Kopas signed a statement before a compensation claim was made, in which he stated, “I was with him and I did not see him get hurt. I saw him leaning against an old leg, I asked him what is wrong and he could not talk......We did no unusual work or lifting that night, our work was our regular jobs." He admitted in his testimony that the paper was read, to him, understood and signed by him, and that it correctly gave the facts.

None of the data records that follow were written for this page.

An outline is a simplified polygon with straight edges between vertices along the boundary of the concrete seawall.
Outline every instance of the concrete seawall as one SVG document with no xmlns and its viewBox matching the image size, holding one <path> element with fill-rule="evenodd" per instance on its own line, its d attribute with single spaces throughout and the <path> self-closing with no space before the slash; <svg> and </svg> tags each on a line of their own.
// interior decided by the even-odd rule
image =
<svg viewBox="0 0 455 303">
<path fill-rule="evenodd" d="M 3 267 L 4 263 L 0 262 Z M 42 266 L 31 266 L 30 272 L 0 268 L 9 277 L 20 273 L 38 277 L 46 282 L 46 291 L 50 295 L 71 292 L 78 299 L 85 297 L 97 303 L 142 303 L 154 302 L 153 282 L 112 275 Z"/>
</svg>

The burden of proof was upon the claimant to establish that the deceased met with an accident within the provisions of the compensation law: Gausman v. Pearson Co., 284 Pa. 348, 352, 131 A. 247; Curry v. Willson, 301 Pa. 467, 473, 152 A. 746; Carroll v. Willow Brook Co., 108 Pa. Superior Ct. 580, 585, 165 A. 550. Where, as here, the testimony of the only witness to the alleged accident is so contradictory as to render any inference drawn therefrom a mere conjecture, the burden of proof is not met: Carroll v. Willow Brook Co., supra. True, the leg was so firmly in the ground that, undoubtedly, it could not have been removed without an extraordinary effort. But with the proof before us, in order to sustain the claim, we must not only presume that the decedent made an effort to remove the leg, but that an unusual effort was responsible for the cerebral hemorrhage. We, therefore, have a presumption upon a presumption, which is insufficient proof of an accident: Hall v. Penna. R. R. Co., 60 Pa. Superior Ct. 235; Mankin v. Parry, 70 Pa. Superior Ct. 558; Carroll v. Willow Brook Co., supra.

Furthermore, there is not a particle of evidence in the record that the labor being performed at the time of the alleged injury was not exactly the same kind of work that the employee had been doing for a long period of time, or that it was being done in any unusual or different manner; nor is there proof of the happening of an undesigned, sudden or unexpected event. In other words, there is no evidence of an accident. In McFadden v. Lehigh Nav. Coal Co., 111 Pa. Superior Ct. 501, 507, 170 A. 314, 316, we said: “There is not any evidence in this record which will support the conclusion that the decedent in this case suffered an accident. Our conclusion is that where an employee while in the course of his employment, is performing hard work, but of the same kind and in the same manner as he had been doing it for several years, and while so engaged is stricken with apoplexy and dies suddenly from a cerebral hemorrhage, the performance of such hard labor is not of itself over-exertion as that word is used in our cases, and is not an accident as that term •is used in the Workmen’s Compensation Law.”

We are of the opinion that the view taken by the court below—that the claimant was unsuccessful in sustaining the burden of proving that death resulted from an accident and not from natural causes—is correct.

Judgment is affirmed.

Keller and Staeieeld, JJ., dissented.